За домом Толиты начинался большой лиственный лес. Он был окаймлен невысокой каменной оградой, которая тянулась вдоль Брайарклифф-роуд; через каждую тысячу футов на ней имелись таблички с надписью: «Посторонним вход воспрещен». Бабушка, заговорщическим шепотом поведав нам, что там живут «невероятно богатые люди», предупредила: никогда, ни при каких обстоятельствах не перелезать через ограду и не играть в запретном лесу. Это были владения семьи Кэндлеров — наследников фабриканта, начавшего выпускать кока-колу[54]. Бабушка всякий раз говорила о них как о сословии пэров. По ее словам выходило, что Кэндлеры занимают в Атланте положение, почти равное положению королевской семьи.

Однако каждый день после школы мы подходили к ограде, смотрели на сочную зелень и вдыхали аромат леса. Нам казалось, что даже деревья в нем пахнут деньгами. Нам не терпелось хотя бы мельком увидеть кого-нибудь из этого аристократического и загадочного рода. Запреты запретами, но мы были детьми и в итоге перелезли через ограду, собираясь сделать несколько робких шагов и тут же убежать назад. В следующий раз прогулка по чужому лесу была длиннее, однако смелость вскоре иссякла, и мы вернулись к себе во двор. Вот так, постепенно, мы начали развеивать миф о запретном лесе. Вскоре мы лучше самих Кэндлеров знали каждый уголок этого рая. Мы изучили его секреты и границы, мы прятались в рощицах, влезали на деревья и ощущали шальное чувство неповиновения, бурлящее в юных сердцах, у которых хватает отваги игнорировать странные законы взрослых. Мы забирались в чащу и с рогатками охотились на белок. Мы затаивались на верхних ветвях и оттуда следили за счастливыми детьми семейства Кэндлеров, когда те с серьезным скучающим видом катались по дорожкам на чистопородных лошадях. Мы шпионили за садовником, удобряющим кусты азалий.
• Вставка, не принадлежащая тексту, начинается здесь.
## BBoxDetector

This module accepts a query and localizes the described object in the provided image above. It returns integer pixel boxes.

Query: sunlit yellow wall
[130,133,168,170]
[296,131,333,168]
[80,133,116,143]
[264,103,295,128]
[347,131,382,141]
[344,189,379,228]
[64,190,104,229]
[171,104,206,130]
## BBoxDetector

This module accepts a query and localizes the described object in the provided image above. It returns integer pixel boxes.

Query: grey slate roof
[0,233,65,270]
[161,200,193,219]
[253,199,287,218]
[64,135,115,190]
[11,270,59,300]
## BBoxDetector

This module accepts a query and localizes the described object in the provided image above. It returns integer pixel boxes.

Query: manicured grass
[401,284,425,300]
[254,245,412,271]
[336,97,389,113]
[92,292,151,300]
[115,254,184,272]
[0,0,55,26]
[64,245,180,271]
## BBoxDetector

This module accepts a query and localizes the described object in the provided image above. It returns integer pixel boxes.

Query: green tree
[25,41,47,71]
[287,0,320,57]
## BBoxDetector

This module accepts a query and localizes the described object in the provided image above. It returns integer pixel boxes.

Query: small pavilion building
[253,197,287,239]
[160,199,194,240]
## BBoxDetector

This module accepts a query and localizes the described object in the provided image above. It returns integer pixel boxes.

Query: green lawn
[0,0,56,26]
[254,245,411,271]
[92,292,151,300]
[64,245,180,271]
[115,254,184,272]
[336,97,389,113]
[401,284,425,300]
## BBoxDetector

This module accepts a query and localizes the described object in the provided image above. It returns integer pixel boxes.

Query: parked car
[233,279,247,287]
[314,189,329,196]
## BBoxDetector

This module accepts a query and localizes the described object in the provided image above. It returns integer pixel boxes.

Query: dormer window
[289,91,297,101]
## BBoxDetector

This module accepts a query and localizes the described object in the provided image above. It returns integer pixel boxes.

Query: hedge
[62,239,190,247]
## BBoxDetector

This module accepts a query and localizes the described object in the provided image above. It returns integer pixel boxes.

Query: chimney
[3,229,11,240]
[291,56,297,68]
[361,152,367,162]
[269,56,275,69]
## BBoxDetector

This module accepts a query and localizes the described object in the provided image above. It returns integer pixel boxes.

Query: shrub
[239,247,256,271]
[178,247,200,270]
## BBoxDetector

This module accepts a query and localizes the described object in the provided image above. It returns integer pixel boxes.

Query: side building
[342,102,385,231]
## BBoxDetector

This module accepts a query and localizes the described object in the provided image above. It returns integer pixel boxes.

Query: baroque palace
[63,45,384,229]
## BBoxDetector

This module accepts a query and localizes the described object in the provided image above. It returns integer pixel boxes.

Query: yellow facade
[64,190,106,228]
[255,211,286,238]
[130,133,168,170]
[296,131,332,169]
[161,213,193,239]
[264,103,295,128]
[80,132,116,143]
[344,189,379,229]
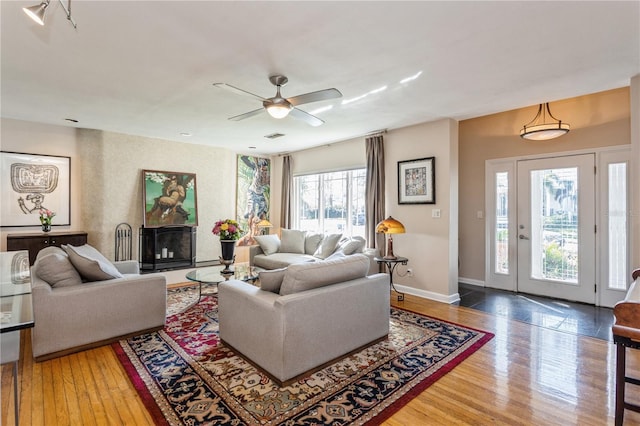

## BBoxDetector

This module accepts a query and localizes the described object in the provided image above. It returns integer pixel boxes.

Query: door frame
[517,153,597,304]
[484,145,636,307]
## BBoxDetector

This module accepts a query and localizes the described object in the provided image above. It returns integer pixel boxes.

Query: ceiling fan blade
[213,83,265,101]
[287,89,342,106]
[229,108,265,121]
[289,108,324,127]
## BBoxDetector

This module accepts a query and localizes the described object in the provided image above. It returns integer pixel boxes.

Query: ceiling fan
[213,75,342,126]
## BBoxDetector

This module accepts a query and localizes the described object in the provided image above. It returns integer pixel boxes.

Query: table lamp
[376,216,405,260]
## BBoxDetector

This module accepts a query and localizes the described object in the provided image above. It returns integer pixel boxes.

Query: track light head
[22,0,49,25]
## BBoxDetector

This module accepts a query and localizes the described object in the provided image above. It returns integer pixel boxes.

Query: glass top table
[0,250,34,425]
[0,250,33,333]
[186,262,264,301]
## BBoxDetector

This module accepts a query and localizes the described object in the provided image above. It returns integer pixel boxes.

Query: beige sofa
[249,229,379,274]
[31,246,167,361]
[218,254,390,384]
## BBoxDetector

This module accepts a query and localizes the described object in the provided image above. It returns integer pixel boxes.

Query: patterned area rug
[113,288,493,425]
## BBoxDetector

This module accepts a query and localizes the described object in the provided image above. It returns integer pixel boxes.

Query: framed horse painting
[142,170,198,227]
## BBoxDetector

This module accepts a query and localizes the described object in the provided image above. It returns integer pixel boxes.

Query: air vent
[265,133,284,139]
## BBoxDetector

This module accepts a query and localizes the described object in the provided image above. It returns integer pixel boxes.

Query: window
[293,169,367,237]
[494,172,509,274]
[608,163,629,290]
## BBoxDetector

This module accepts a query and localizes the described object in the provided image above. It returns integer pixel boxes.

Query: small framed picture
[0,151,71,227]
[398,157,436,204]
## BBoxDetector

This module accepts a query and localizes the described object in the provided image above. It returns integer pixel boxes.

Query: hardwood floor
[0,295,640,426]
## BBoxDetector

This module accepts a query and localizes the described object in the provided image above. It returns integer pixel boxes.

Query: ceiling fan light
[267,104,291,118]
[520,102,571,141]
[22,0,49,25]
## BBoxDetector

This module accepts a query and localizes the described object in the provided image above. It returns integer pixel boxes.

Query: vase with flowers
[211,219,244,274]
[40,209,56,232]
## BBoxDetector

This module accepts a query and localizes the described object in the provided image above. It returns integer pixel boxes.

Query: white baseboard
[391,283,460,304]
[458,277,485,287]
В один из теплых ноябрьских вечеров мы тайком покинули нашу спальню, перелезли из окна на громадный дуб, спустились вниз и отправились во владения Кэндлеров. Мы приблизились к их особняку, а затем на животе поползли по густой траве к самым стенам этого мрачноватого здания в тюдоровском стиле. Из застекленных створчатых дверей лился серебристый свет. Мы попали ко времени ужина, когда за столом собралось многочисленное семейство. Слуги подкатывали тележки, полные неизвестных нам блюд. Хозяева особняка, все исключительно бледные, сидели прямо, как на церковной службе; выражения их лиц были серьезными и благочестивыми.

Затаив дыхание, мы восторженно следили за священнодействием, именуемым ужином. На столе в канделябрах горели свечи. Гроздья их огоньков дополнял мягкий свет люстр. Мы были заворожены незнакомым миром богатых с его апатией и застегнутым на все пуговицы величием. Лежа на лужайке, где недавно скосили траву, мы вбирали в себя каждую мелочь этого случайно подсмотренного медленного ужина. За столом, где восседали наследники, не было слышно ни смеха, ни разговоров. Мы решили, что богатые немы как рыбы. Под стать им двигались и слуги, напоминавшие пингвинов. Нам казалось, что у них не сгибаются ноги. Все движения они соизмеряли со скоростью трапезы: подливали вино в бокалы, перемещались от окна к окну, словно распорядители похорон. Никто из них не догадывался о нашем присутствии. А мы, прячась в темноте, вдыхали изысканные ароматы блюд, глазели на таинственных Кэндлеров и проходили посвящение в особые традиции и ритуалы наследников королевства кока-колы. Они не знали, что мы владеем их лесом.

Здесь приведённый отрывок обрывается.